Diesel Engines vs. Gasoline Engines

Why would you want to choose a diesel engine over a gas engine?  This question is one that many people in Austin, TX are asking, especially with diesel prices tracking consistently above the price of gas in the same market.  Why would you want to buy a vehicle with a diesel engine?  Are there any advantages to it?

The primary difference between gasoline and diesel engines, as any auto repair professional will tell you, is that gas engines use spark plugs and diesel engines do not.  Diesel engines and gas engines are both internal combustion engines, but they differ in how they achieve that combustion.  Gas engines achieve combustion through direct ignition, in that a spark lights the fuel vapor.  Diesel engines achieve combustion primarily through compression.

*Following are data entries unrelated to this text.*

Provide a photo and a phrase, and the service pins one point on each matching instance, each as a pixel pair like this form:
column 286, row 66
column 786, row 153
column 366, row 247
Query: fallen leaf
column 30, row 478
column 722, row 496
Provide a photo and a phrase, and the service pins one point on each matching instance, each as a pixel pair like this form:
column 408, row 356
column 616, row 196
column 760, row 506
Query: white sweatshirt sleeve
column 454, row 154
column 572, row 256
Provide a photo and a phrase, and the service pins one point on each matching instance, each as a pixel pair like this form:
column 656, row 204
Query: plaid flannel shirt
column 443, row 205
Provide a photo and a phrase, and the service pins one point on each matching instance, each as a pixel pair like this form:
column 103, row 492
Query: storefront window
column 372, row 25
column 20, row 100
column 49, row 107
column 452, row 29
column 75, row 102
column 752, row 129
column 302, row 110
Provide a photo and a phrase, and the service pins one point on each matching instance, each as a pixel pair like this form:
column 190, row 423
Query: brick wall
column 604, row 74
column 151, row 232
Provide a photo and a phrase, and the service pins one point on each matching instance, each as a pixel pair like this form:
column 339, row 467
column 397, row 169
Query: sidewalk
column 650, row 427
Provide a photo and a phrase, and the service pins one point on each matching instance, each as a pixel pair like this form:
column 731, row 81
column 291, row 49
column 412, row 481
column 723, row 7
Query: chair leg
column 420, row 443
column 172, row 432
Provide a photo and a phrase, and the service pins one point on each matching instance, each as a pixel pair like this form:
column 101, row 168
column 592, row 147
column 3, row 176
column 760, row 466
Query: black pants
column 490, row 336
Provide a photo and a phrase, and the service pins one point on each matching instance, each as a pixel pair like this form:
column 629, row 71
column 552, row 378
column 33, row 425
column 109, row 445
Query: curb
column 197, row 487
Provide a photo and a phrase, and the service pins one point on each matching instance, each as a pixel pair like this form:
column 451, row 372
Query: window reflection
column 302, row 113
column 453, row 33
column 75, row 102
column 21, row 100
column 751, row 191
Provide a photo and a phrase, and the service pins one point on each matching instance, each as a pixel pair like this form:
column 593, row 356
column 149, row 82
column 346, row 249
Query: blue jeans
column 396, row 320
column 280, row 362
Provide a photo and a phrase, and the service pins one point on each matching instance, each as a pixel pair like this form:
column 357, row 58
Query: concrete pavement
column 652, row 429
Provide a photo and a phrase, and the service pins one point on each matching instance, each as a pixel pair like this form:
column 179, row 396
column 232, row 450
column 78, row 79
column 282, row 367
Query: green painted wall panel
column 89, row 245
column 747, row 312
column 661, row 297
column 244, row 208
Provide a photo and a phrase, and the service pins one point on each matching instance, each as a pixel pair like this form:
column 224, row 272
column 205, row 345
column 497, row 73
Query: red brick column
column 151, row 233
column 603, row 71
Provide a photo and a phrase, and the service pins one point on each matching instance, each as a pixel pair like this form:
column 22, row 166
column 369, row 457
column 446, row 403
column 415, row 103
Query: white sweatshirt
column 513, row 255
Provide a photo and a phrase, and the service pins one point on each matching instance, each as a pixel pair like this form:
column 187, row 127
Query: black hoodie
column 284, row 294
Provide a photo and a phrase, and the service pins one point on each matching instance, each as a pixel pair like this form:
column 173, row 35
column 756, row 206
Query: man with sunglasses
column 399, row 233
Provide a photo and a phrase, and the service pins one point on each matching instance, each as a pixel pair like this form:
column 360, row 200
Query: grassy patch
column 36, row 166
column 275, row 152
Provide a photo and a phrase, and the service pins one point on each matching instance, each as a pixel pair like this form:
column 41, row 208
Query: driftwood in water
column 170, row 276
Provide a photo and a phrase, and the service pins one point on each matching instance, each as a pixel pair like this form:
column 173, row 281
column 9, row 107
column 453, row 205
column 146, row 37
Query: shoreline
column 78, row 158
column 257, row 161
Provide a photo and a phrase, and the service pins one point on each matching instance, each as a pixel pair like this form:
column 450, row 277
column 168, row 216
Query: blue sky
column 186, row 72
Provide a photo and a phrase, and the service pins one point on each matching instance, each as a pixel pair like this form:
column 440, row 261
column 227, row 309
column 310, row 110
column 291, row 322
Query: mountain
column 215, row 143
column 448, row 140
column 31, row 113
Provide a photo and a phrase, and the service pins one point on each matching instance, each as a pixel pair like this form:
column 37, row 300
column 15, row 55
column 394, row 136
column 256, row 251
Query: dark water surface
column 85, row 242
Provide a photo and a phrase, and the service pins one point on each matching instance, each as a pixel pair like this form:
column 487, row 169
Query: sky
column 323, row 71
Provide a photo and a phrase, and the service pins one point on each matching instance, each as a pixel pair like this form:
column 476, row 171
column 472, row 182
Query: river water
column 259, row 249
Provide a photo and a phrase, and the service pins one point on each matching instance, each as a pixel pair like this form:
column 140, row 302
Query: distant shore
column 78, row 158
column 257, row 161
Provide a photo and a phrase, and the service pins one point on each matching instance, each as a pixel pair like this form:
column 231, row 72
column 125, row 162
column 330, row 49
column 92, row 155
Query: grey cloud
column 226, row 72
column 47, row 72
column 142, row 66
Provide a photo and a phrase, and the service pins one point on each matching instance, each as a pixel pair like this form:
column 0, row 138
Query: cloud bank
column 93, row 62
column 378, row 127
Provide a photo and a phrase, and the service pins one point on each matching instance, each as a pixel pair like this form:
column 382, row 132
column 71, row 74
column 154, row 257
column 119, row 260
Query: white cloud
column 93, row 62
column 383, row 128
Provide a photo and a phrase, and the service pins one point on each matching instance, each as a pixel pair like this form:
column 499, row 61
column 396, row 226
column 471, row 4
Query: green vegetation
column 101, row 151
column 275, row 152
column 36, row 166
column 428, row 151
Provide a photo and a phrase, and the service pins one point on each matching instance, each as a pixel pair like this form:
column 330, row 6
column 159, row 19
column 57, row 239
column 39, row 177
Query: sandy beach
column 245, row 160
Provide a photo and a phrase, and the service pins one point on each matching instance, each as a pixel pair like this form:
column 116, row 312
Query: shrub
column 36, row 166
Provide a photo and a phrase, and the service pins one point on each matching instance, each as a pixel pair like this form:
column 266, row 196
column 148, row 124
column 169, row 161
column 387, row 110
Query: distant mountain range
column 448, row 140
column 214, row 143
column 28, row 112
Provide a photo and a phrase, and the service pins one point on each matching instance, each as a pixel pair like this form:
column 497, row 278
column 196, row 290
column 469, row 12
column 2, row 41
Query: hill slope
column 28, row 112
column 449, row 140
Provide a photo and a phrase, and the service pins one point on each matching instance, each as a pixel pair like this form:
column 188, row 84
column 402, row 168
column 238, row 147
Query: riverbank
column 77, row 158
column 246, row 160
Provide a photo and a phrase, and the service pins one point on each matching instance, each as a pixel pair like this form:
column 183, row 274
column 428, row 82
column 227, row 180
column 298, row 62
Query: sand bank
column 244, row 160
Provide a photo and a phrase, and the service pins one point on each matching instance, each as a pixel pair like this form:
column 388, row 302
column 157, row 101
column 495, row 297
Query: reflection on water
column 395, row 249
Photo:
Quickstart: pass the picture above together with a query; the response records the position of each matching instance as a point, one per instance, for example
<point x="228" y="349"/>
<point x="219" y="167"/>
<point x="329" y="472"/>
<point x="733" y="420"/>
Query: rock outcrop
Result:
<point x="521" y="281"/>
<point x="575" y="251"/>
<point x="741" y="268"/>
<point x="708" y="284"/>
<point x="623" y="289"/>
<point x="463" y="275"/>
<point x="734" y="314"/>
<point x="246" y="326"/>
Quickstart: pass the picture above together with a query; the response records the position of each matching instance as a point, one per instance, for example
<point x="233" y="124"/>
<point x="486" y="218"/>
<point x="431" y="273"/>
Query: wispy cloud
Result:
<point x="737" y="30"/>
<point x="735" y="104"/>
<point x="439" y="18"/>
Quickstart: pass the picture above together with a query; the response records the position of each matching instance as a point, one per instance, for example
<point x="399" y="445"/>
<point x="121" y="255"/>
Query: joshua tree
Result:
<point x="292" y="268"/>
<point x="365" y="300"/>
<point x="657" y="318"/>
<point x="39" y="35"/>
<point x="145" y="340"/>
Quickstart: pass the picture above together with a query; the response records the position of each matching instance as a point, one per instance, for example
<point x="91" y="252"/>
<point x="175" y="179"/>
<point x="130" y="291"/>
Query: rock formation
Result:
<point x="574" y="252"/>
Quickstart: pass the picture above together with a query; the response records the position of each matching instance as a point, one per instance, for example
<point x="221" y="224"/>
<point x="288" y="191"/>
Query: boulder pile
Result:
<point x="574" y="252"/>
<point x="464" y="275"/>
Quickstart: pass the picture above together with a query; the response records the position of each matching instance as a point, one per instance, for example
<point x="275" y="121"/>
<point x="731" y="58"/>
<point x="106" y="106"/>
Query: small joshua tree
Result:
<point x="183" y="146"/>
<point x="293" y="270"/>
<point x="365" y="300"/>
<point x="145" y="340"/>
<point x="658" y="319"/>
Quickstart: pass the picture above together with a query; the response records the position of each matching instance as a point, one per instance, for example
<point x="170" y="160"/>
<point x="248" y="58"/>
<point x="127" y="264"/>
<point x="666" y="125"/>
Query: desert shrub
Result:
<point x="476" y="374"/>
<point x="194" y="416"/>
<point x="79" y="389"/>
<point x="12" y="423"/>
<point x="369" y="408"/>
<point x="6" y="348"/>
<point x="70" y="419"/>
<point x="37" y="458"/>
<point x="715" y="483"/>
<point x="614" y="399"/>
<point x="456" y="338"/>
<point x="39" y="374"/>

  • They will burn less fuel than a gas engine doing the same amount of work, mainly due to the the fact that the diesel engine has a higher combustion temperature and greater expansion ratio.   Gasoline engines in today’s cars are typically 25 percent efficient (meaning that 25 percent of the fuel energy is converted to mechanical energy) while the right diesel engine will convert more than 30 percent of its fuel energy into usable mechanical energy.
  • Diesel engines do not have high-tension electrical ignition system to keep up with, meaning that you have better reliability and better acclimation to climates that have damp environments. Since diesel engines don’t have masses of coils, spark plug wires, etc., that eliminates another source of radio frequency emissions.  Radio frequency emissions can interfere with navigation and communication equipment, and these are especially important with marine and aircraft applications.
  • Diesel engines can deliver much more of their rated horse power, and do it on a more continuous basis than a gas engine can.
  • A diesel engine’s life is usually around two times as long as a gas engine.  This higher diesel engine life is due to the higher strength of the components used in diesel engines.  Diesel fuel also has a lot better lubrication properties than gas as well and may prevent some common car repair issues seen in gasoline engines.
  • Diesel fuel is safer than gasoline in a lot of different situations.  Diesel fuel will burn in open air, if you use a wick, it won’t explode.  Diesel fuel also will not release the huge amount of flammable vapor that gasoline does.  Diesel fuel also has a low vapor pressure, and this is especially great for use in marine applications, where the accumulation of highly explosive fuel-air mixtures is a distinct hazard. Since this is true, diesel engines are also not vulnerable to vapor lock.
  • Diesel engines also have a gigantic efficiency advantage over gas engines.  With any equal given load, the fuel efficiency (mass burned per energy produced) of a diesel engine is almost always nearly constant.  This is where diesel engines really outshine gas engines, which use proportionally higher amounts of fuel with higher power outputs.
  • Diesel engines , on average, generate less waste heat (which you really don’t want) in cooling and exhaust.
  • In a diesel engine, what is called “boost pressure” is limited only by the strength of the components used in the engine, not “predetonation”, which is the norm in gas engines.
  • In diesel engines, carbon monoxide in the exhaust is very low, so diesel engines can be used safely in underground mines.
  • Diesel engines can use Biodiesel, which can be made from discarded grease from fast food chains, making a great use of a substance which is normally discarded.  Diesel engines thus have a great advantage over gasoline engines, which either have to have some kind of adaptation to run synthetic fuels or else use them as an additive to gasoline.